Immunological Effects of Zinc

Sufficient availability of zinc is of particular importance to the immune system. Thereby, it plays a key role in multisided cellular and molecular mechanisms [79,80]. For instance, zinc influences the lymphocyte response to mitogens and cytokines, serves as a co-factor for the thymic hormone thymulin, and is involved in leukocyte signal transduction [81-83]. An influence of zinc excess on T cell function was observed in several in vitro studies. In cell culture, very high zinc concentrations (above 100 µM) in a serum-free culture medium stimulate monocytes to secrete pro-inflammatory cytokines [84], but actually inhibit T cell functions. In general, T cells have a lower intracellular zinc concentration and are more susceptible to increasing zinc levels than monocytes [85,86]. Also, in vitro alloreactivity was inhibited in the mixed lymphocyte reaction (MLC) after treatment with more than 50 µM zinc [87]. A similar inhibition was observed when the MLC was done ex vivo with cells from individuals that had been supplemented with 80 mg zinc per day for one week, inicating that zinc supplementation has the potential to suppress the allogeneic immune response at relatively low doses [88].

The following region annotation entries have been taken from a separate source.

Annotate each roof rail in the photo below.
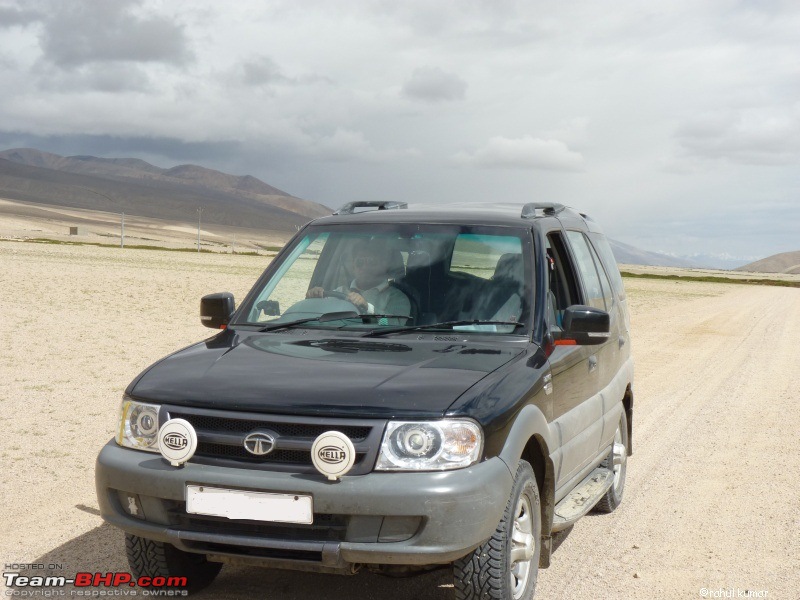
[520,202,566,219]
[333,200,408,215]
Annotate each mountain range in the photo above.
[0,148,331,233]
[0,148,800,273]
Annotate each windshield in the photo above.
[238,223,533,334]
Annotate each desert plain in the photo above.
[0,240,800,600]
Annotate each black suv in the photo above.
[96,202,633,599]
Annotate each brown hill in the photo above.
[0,148,331,232]
[734,250,800,274]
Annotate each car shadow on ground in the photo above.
[30,507,454,600]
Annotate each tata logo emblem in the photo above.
[244,431,275,456]
[164,432,189,450]
[317,446,347,465]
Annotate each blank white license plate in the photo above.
[186,485,314,525]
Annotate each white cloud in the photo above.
[0,0,800,255]
[402,67,467,102]
[454,135,584,171]
[676,105,800,165]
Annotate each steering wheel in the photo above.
[322,290,347,300]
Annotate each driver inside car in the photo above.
[306,240,411,324]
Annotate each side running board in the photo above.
[552,467,614,533]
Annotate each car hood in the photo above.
[128,330,524,418]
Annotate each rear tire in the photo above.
[594,409,628,513]
[125,533,222,592]
[453,460,542,600]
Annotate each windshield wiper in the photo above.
[259,310,360,331]
[361,319,525,337]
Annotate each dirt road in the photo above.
[0,242,800,600]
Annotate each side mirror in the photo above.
[200,292,236,329]
[555,304,611,346]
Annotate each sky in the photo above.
[0,0,800,261]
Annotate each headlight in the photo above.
[375,419,483,471]
[117,397,161,452]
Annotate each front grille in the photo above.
[165,406,386,475]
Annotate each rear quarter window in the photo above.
[589,233,625,299]
[567,231,610,310]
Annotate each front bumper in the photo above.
[95,440,513,571]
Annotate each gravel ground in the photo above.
[0,242,800,600]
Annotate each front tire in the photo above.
[453,460,542,600]
[125,533,222,592]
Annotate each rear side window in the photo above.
[584,238,614,310]
[589,233,625,298]
[567,231,610,310]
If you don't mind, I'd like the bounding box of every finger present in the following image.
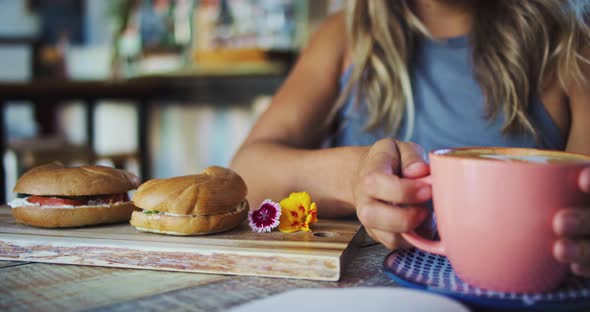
[365,139,400,175]
[396,141,430,178]
[367,229,410,250]
[553,208,590,238]
[578,168,590,193]
[553,239,590,263]
[570,263,590,277]
[356,200,428,233]
[363,172,432,204]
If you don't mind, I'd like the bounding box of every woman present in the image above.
[232,0,590,276]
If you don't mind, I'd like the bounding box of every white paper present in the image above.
[230,287,469,312]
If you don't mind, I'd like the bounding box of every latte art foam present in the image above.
[437,148,590,164]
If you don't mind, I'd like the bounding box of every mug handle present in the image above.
[401,176,446,256]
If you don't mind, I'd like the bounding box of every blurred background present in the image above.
[0,0,343,200]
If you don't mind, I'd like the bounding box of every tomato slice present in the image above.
[27,193,129,206]
[27,196,88,206]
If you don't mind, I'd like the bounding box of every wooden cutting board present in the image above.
[0,206,364,281]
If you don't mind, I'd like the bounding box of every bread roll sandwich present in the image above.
[8,163,140,228]
[131,167,249,235]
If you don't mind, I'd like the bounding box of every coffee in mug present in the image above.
[402,148,590,293]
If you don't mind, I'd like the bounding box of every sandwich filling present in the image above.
[8,193,130,208]
[141,200,247,218]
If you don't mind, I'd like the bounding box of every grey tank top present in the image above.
[330,36,565,152]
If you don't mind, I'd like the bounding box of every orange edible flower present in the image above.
[279,192,318,233]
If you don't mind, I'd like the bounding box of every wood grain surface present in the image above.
[0,206,364,281]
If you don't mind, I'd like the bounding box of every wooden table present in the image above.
[0,242,396,311]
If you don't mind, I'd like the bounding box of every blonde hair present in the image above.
[332,0,590,139]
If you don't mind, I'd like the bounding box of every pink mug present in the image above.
[402,147,590,293]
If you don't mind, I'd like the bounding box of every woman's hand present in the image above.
[553,168,590,277]
[353,139,432,249]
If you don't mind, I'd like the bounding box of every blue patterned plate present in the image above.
[384,249,590,311]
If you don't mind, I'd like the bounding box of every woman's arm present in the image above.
[553,54,590,277]
[231,14,368,216]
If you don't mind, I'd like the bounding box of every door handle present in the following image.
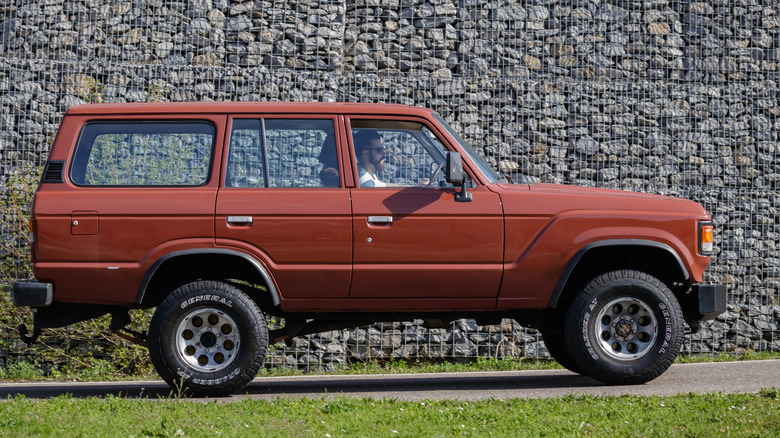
[227,216,252,225]
[368,216,393,225]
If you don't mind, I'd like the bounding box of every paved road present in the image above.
[0,360,780,401]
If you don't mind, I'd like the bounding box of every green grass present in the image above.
[0,351,780,382]
[0,389,780,437]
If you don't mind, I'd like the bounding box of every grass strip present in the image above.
[0,389,780,438]
[0,351,780,382]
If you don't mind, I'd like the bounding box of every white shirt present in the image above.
[358,166,387,187]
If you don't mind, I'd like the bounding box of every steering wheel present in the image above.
[428,161,446,185]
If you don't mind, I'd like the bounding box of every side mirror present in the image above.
[444,152,471,202]
[444,152,466,184]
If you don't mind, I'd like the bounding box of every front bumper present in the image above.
[11,281,54,307]
[695,284,728,321]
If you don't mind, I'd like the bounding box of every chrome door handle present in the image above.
[368,216,393,224]
[227,216,252,224]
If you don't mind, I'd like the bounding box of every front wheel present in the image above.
[149,281,268,396]
[565,271,684,385]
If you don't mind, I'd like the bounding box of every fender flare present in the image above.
[547,239,690,309]
[135,248,281,306]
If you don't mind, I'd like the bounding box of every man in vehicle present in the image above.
[353,129,430,187]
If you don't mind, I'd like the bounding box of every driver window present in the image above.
[351,120,449,187]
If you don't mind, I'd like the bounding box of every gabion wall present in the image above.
[0,0,780,368]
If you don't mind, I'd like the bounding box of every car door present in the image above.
[348,116,504,302]
[216,116,352,299]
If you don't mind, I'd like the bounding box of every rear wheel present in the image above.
[149,281,268,396]
[565,271,684,384]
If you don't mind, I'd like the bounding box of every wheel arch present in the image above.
[548,239,690,309]
[136,248,280,307]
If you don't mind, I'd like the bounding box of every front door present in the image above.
[349,118,504,302]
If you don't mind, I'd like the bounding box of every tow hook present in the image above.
[17,322,41,347]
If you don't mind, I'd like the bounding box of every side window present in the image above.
[351,120,447,187]
[225,119,266,187]
[225,119,340,187]
[70,122,214,186]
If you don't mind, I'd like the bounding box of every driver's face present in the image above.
[367,138,385,170]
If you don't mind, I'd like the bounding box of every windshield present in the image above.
[433,113,504,184]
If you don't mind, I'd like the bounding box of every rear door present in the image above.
[216,115,352,299]
[348,116,504,302]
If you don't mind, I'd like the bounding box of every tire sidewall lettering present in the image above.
[191,368,241,386]
[180,294,233,310]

An in vivo study supported the finding that zinc excess can affect lymphocyte function. 83 healthy volunteers ingested 330 mg zinc/ day in three doses for a month. The treatment had a small but significant influence on the lymphocyte response to the mitogens phytohemagglutinin (PHA) and Concanavalin A (Con A). Interestingly, it was observed that zinc had an immuno-regulatory influence, i.e., it decreased the lymphocyte response in high responders and had an enhancing effect on low responders [89].

The Role of Zinc in Cell Death

In addition to the systemic toxic effects of zinc, this metal is also involved in the regulation of live and death decisions on the cellular level. First, we will discuss its role in apoptosis. Second, we will focus on an organ where zinc toxicity has been investigated in great detail, the brain.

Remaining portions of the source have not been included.